McDonnell Douglas and one of its two chief rivals in the commercial jetliner business, Europe's Airbus Industrie, are discussing possible joint ventures on three aircraft, a move that could create a serious challenge to the domination of Boeing Co.
Sources in Europe and the United States confirmed Thursday that talks have been under way for at least three months about possible joint plans to produce a twin-engine, middle-range jet and two four-engine, long-range jets.
However, discussions have been very preliminary, and news agencies quoted Martin Gruener, state secretary in the West German economic ministry, as saying it is "questionable" whether the two firms will be able to agree on areas of cooperation. Gruener spoke at the Hanover Air Show.
Sources close to McDonnell Douglas confirmed that talks have taken place but said nothing solid has come out of them yet. McDonnell Douglas spokesman Don Hanson in Long Beach could not confirm the talks. Boeing spokesman Jim Boynton in Seattle said the firm had no immediate comment.
While cooperation and joint ventures with foreign partners are not new in the jetliner business, any joint venture between McDonnell Douglas and Airbus would be unprecedented because of the firms' sizes and direct competition, as well as the massive amount of money involved in developing the new aircraft under discussion.
Such a deal, by allowing for the sharing of the billions of dollars required to develop and produce new-generation aircraft, could prolong McDonnell Douglas' life in the commercial jetliner business, said Christopher Demisch, an aerospace analyst with First Boston Corp. McDonnell Douglas produces commercial aircraft in Long Beach.
By reducing competition, it could also help the financial fortunes of Airbus, a consortium of firms subsidized by the governments of West Germany, France, Britain and Spain. Although it has established a strong presence in the jetliner market, Airbus so far has been unable to earn a profit on its two current aircraft, the A300 and A310, and its proposed A320.
Lacking a joint venture, both firms are likely to compete directly in at least one market segment involving the types of aircraft involved in the talks. Developing these aircraft alone could cost each firm billions of dollars, with a much lower chance of earning a profit.
Might Produce Wings
However, the two companies are likely to have difficulty agreeing on such issues as where to produce the aircraft, how to divide research and development work and how to share technology.
"A joint venture makes sense on the surface, but when you think about what it will take to allow the deal to go forward, it's difficult to envision that a joint venture will actually take place," Demisch said. He speculated that McDonnell Douglas might be interested in producing the wings for the aircraft under consideration at its wing plant in Toronto.
Gruener said that one of the aircraft under discussion for joint production is the A330, a twin-engine, mid-range jet being developed by Airbus that would compete directly with Boeing's 757 and 767 models.

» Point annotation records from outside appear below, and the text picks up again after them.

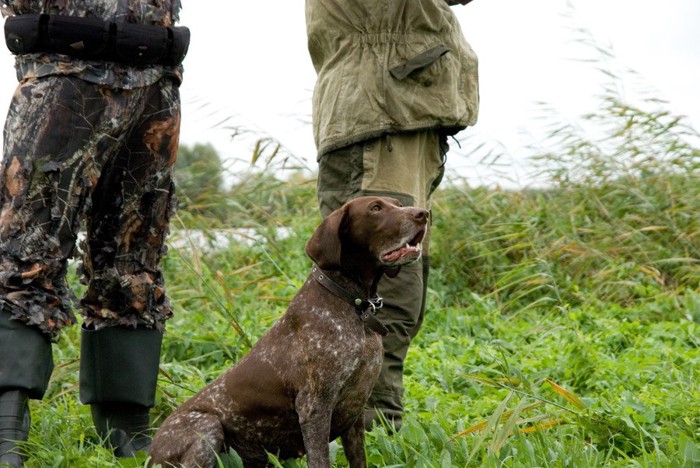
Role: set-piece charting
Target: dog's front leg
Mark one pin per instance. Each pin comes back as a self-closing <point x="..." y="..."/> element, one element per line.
<point x="354" y="444"/>
<point x="315" y="421"/>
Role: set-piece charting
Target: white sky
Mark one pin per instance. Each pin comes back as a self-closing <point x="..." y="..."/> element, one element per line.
<point x="248" y="66"/>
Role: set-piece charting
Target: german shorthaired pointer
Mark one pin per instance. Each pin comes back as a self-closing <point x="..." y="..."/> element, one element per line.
<point x="306" y="381"/>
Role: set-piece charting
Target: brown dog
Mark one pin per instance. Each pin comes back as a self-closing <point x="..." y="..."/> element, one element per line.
<point x="306" y="381"/>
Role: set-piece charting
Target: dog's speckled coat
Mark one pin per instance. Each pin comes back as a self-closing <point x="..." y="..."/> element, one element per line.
<point x="306" y="381"/>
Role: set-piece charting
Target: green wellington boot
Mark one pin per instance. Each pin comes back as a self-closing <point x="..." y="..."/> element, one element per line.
<point x="118" y="376"/>
<point x="25" y="369"/>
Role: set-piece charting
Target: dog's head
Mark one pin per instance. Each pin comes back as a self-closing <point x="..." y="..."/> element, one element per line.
<point x="369" y="232"/>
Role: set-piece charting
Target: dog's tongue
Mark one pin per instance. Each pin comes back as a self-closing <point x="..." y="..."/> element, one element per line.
<point x="402" y="252"/>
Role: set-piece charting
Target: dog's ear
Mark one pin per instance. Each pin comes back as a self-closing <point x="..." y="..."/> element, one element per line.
<point x="393" y="271"/>
<point x="324" y="246"/>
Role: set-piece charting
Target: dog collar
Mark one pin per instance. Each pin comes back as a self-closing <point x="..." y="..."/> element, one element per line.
<point x="366" y="308"/>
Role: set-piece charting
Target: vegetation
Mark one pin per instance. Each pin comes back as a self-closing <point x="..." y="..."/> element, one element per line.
<point x="563" y="325"/>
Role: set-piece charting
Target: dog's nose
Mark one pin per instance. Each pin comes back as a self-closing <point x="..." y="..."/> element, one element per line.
<point x="419" y="214"/>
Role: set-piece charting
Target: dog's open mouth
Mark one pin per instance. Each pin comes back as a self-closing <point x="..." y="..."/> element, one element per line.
<point x="409" y="251"/>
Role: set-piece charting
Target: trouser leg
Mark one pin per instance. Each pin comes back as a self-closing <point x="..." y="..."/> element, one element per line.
<point x="407" y="167"/>
<point x="25" y="369"/>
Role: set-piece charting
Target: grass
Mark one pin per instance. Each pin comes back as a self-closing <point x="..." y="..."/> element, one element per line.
<point x="563" y="325"/>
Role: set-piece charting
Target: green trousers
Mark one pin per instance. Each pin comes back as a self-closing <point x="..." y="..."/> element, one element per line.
<point x="409" y="167"/>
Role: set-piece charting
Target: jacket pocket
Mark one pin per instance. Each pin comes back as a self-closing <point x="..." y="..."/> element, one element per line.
<point x="419" y="62"/>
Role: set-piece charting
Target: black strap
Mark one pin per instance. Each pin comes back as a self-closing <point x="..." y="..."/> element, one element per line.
<point x="365" y="308"/>
<point x="95" y="39"/>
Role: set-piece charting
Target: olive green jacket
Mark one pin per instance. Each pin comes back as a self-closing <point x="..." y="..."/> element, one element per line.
<point x="388" y="66"/>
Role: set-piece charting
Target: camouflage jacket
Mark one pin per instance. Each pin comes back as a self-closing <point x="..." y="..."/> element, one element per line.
<point x="388" y="66"/>
<point x="156" y="12"/>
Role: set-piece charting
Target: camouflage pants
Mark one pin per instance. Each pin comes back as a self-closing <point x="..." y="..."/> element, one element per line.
<point x="408" y="167"/>
<point x="78" y="152"/>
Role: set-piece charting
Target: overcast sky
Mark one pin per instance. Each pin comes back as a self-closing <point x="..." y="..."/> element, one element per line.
<point x="248" y="66"/>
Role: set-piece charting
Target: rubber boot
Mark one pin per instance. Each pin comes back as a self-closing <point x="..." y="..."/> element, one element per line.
<point x="25" y="369"/>
<point x="118" y="376"/>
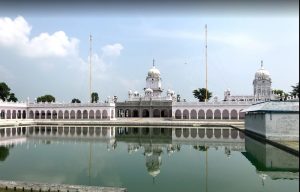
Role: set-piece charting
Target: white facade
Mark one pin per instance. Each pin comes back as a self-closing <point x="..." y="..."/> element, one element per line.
<point x="262" y="88"/>
<point x="57" y="110"/>
<point x="153" y="89"/>
<point x="262" y="84"/>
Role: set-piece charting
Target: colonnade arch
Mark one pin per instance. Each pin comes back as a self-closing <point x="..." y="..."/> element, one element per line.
<point x="56" y="114"/>
<point x="209" y="114"/>
<point x="144" y="112"/>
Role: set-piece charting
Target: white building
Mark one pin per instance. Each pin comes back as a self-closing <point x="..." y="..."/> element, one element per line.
<point x="262" y="88"/>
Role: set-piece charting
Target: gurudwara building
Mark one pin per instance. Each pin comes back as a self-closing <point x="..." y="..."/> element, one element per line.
<point x="154" y="102"/>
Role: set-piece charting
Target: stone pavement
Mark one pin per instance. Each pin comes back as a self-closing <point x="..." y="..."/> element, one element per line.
<point x="127" y="122"/>
<point x="30" y="186"/>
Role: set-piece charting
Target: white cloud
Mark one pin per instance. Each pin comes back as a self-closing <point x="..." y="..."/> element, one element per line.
<point x="112" y="50"/>
<point x="237" y="40"/>
<point x="15" y="33"/>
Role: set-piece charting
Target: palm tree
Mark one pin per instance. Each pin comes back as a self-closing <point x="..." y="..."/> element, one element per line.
<point x="295" y="91"/>
<point x="75" y="101"/>
<point x="46" y="98"/>
<point x="95" y="97"/>
<point x="200" y="94"/>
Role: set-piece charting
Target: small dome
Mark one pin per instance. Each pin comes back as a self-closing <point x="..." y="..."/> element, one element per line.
<point x="262" y="73"/>
<point x="153" y="72"/>
<point x="148" y="90"/>
<point x="154" y="173"/>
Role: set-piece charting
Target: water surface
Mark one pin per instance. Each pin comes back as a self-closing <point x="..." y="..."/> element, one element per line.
<point x="146" y="159"/>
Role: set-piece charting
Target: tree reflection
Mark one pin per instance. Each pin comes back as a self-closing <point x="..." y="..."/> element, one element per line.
<point x="4" y="152"/>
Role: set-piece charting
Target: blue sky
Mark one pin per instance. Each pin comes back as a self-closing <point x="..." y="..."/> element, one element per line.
<point x="47" y="54"/>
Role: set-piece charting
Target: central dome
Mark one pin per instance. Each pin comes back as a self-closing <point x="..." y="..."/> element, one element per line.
<point x="262" y="74"/>
<point x="153" y="72"/>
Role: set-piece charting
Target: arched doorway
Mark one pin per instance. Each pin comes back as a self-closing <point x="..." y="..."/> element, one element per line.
<point x="135" y="113"/>
<point x="156" y="113"/>
<point x="178" y="114"/>
<point x="186" y="114"/>
<point x="145" y="113"/>
<point x="193" y="114"/>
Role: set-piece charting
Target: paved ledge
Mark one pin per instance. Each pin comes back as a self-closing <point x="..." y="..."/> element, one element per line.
<point x="29" y="186"/>
<point x="161" y="122"/>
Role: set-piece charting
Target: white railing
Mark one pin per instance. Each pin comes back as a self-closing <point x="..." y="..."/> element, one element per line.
<point x="66" y="105"/>
<point x="179" y="104"/>
<point x="166" y="98"/>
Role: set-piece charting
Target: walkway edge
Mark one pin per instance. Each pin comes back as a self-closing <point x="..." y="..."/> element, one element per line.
<point x="45" y="187"/>
<point x="265" y="140"/>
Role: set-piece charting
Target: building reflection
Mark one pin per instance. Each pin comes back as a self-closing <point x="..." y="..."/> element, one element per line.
<point x="270" y="161"/>
<point x="152" y="142"/>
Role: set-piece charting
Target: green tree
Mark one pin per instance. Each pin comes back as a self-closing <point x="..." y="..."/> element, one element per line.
<point x="12" y="97"/>
<point x="46" y="98"/>
<point x="295" y="91"/>
<point x="94" y="97"/>
<point x="75" y="101"/>
<point x="281" y="93"/>
<point x="200" y="147"/>
<point x="4" y="91"/>
<point x="200" y="94"/>
<point x="4" y="152"/>
<point x="5" y="94"/>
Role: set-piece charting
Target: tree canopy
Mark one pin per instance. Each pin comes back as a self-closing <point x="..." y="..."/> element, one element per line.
<point x="75" y="101"/>
<point x="46" y="98"/>
<point x="4" y="152"/>
<point x="200" y="94"/>
<point x="5" y="94"/>
<point x="95" y="97"/>
<point x="295" y="90"/>
<point x="283" y="95"/>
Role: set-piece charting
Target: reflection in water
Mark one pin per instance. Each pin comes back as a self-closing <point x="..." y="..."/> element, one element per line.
<point x="153" y="142"/>
<point x="271" y="161"/>
<point x="4" y="152"/>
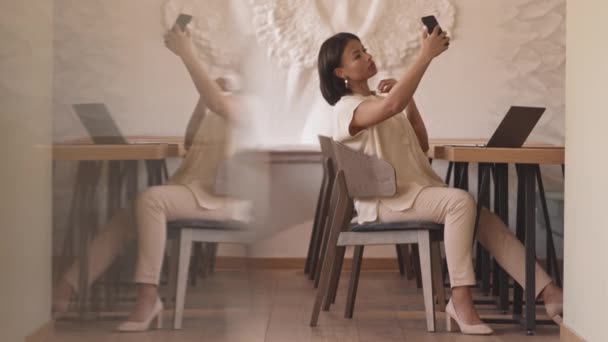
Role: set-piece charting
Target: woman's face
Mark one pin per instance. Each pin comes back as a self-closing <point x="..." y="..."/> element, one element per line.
<point x="357" y="64"/>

Also under discussion is the A340, a four-engine, longer-range version of the A330 that would compete with McDonnell Douglas' proposed MD-11, a modernized, larger three-engine version of the DC-10.

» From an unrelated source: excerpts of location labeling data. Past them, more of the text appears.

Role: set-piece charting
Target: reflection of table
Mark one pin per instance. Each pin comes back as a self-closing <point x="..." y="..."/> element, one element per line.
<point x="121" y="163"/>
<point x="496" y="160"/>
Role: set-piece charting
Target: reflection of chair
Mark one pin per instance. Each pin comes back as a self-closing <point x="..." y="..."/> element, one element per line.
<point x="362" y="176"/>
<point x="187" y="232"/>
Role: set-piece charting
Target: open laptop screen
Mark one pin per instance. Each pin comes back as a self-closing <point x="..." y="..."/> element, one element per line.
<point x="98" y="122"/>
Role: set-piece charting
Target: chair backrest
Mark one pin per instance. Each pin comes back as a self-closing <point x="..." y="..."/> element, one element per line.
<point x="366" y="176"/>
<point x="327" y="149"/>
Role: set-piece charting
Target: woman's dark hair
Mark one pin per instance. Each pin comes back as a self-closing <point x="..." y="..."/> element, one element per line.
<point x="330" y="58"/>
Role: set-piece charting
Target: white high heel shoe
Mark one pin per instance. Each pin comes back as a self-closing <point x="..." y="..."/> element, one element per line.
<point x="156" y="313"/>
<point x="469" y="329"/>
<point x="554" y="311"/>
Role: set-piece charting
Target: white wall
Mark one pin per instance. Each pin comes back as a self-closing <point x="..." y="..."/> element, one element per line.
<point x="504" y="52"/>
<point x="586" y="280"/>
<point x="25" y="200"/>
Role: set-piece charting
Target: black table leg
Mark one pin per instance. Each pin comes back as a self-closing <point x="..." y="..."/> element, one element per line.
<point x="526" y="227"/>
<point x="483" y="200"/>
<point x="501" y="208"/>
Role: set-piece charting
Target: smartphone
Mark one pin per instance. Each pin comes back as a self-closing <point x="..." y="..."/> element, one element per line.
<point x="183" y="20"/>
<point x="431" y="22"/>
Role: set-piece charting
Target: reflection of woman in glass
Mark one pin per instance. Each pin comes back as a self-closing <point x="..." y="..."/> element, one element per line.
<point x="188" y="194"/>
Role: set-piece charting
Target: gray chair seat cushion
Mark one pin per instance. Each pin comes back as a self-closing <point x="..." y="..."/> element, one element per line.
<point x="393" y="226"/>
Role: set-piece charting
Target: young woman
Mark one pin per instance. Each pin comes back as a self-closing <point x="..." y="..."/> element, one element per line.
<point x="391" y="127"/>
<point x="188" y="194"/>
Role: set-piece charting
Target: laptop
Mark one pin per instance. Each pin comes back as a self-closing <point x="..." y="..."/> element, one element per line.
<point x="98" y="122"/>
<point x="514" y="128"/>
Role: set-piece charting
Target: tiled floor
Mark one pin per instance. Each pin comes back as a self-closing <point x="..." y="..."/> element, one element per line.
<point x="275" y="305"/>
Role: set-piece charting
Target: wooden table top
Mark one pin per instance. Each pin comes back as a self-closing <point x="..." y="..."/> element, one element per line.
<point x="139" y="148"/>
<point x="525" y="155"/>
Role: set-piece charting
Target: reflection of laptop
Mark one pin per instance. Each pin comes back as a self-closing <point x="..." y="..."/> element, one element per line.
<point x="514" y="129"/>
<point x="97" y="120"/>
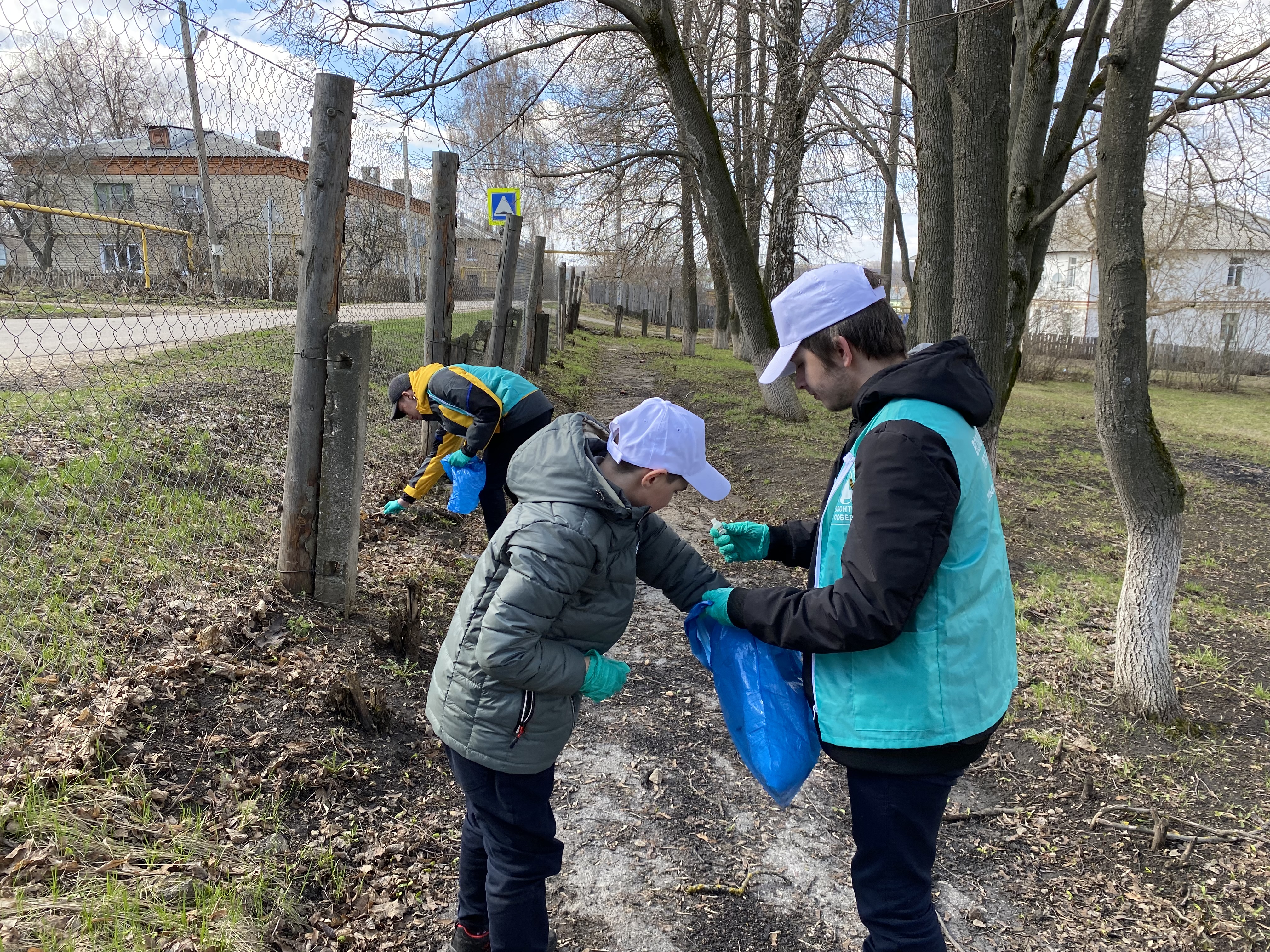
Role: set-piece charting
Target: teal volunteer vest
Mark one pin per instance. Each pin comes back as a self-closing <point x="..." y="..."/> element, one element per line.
<point x="950" y="673"/>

Airbus has estimated that developing the A330 and A340 would cost $2.5 billion, but financing of the projects by the European governments is not guaranteed.
McDonnell Douglas and Airbus also are discussing the development of an jumbo jet aircraft that would compete with Boeing's 747, Gruener said. Developing such an aircraft would cost billions, Demisch said.
Multinational joint ventures and cooperation between commercial aerospace firms have become more common in recent years as the costs and risks of producing aircraft have risen.
China, Japan Firms
McDonnell Douglas has a coproduction agreement with China under which the Asian nation is producing some of McDonnell Douglas' twin-engine MD-80s. Boeing, meanwhile, has a joint venture agreement with three Japanese companies on production of the 7J7, a new-technology 150-seat aircraft.
Foreign manufacturers also produce major parts of American-built jetliners. Aeritalia, an Italian firm, produces the fuselage for the MD-80 and DC-10.